Hi @FaustinCarter xarray looks like a really interesting option.

joshmutus commented 4 years ago

@FaustinCarter would you be interested in porting over your data structure into this repo? It might be a nice contained project.

FaustinCarter commented 4 years ago

Hey @joshmutus, I'm ok with this idea, but it's not clear to me exactly how you want it implemented. Is the idea that this would replace the Resonator class currently located here by using the guts of scraps (xarray based storage with propery-based methods) and adding in the necessary hooks for cryores to use it:

https://github.com/Boulder-Cryogenic-Quantum-Testbed/measurement/blob/ddf922d6717e46c6fcb72454cc597149dfcb29a2/resfit/fit_resonator/resonator.py#L9-L20

Or did you want it implemented in some other way? Another option is that I would be willing to put some work into refactoring and extending the scraps code so that you could just import the scraps class directly (i.e. making scraps a dependency). This might make future updating easier as there would then be a single source for the code. Let me know what you think and I can try and figure out how to go about it.

It might take a bit of time since I'd mostly have to work on it in my spare time.

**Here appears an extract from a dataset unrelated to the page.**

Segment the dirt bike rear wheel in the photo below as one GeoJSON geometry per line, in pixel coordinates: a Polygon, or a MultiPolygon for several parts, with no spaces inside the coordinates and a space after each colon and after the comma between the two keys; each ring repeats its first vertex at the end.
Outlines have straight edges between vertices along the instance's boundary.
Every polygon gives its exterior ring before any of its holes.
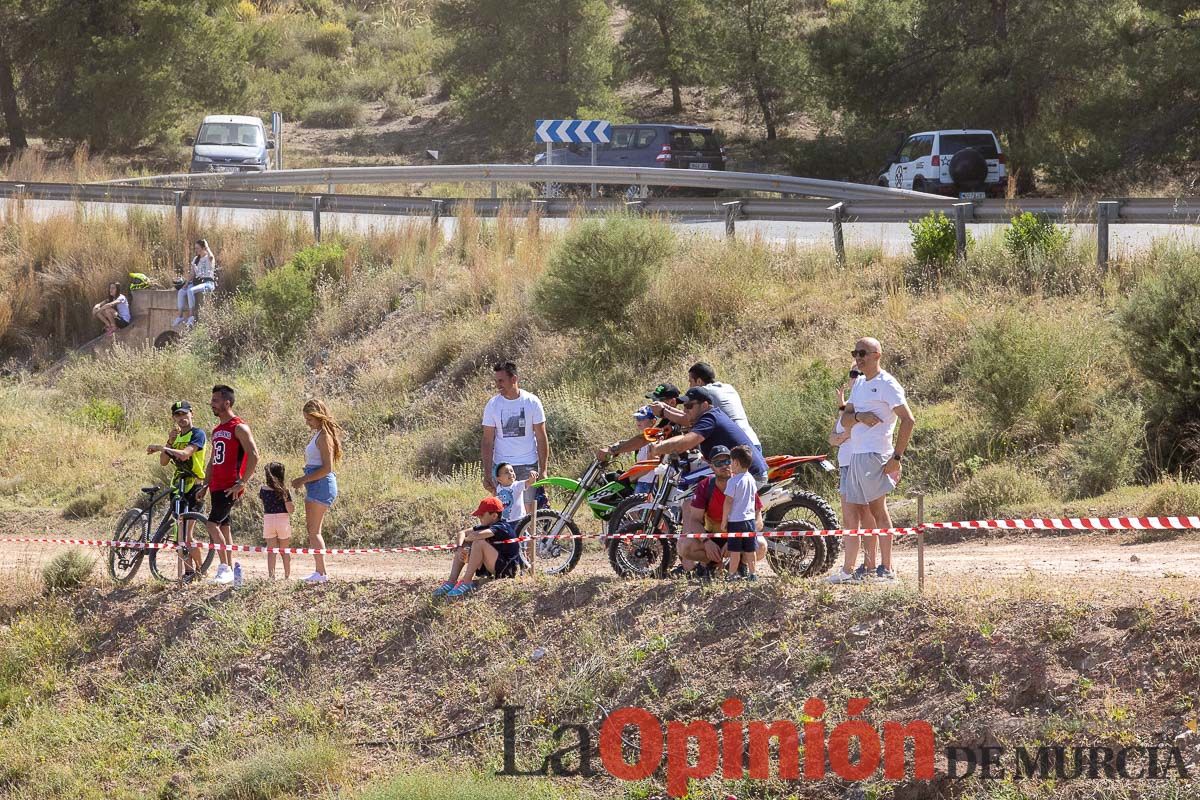
{"type": "MultiPolygon", "coordinates": [[[[790,523],[805,523],[807,530],[837,530],[838,518],[833,508],[829,503],[825,502],[825,498],[819,494],[812,492],[795,492],[792,499],[786,503],[775,506],[767,511],[765,526],[768,530],[788,530],[781,526],[790,523]]],[[[791,530],[799,530],[791,528],[791,530]]],[[[806,537],[808,538],[808,537],[806,537]]],[[[819,575],[827,572],[830,567],[837,561],[838,555],[841,553],[841,542],[837,536],[825,536],[824,540],[824,560],[819,567],[814,563],[811,569],[815,572],[806,572],[806,575],[819,575]]],[[[793,540],[781,540],[793,541],[793,540]]],[[[767,550],[768,558],[771,555],[771,550],[767,550]]],[[[775,562],[771,562],[771,568],[775,568],[775,562]]],[[[790,570],[788,570],[790,572],[790,570]]]]}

mullinska commented 4 years ago

Hi @FaustinCarter I saw this post so I thought I would clear up that in the last major push that @joshmutus made, the data is no longer stored in the Resonator class. The current place the data is being stored is:

https://github.com/Boulder-Cryogenic-Quantum-Testbed/measurement/blob/ddf922d6717e46c6fcb72454cc597149dfcb29a2/resfit/fit_resonator/fit_S_data.py#L783-L808

Where there is an option to read in the data from a .csv file or to feed the data directly into the function. The old place the data was being stored (the Resonator class) isn't really being used for anything at the moment, so if the data struct were to be implemented it would need to take over this function.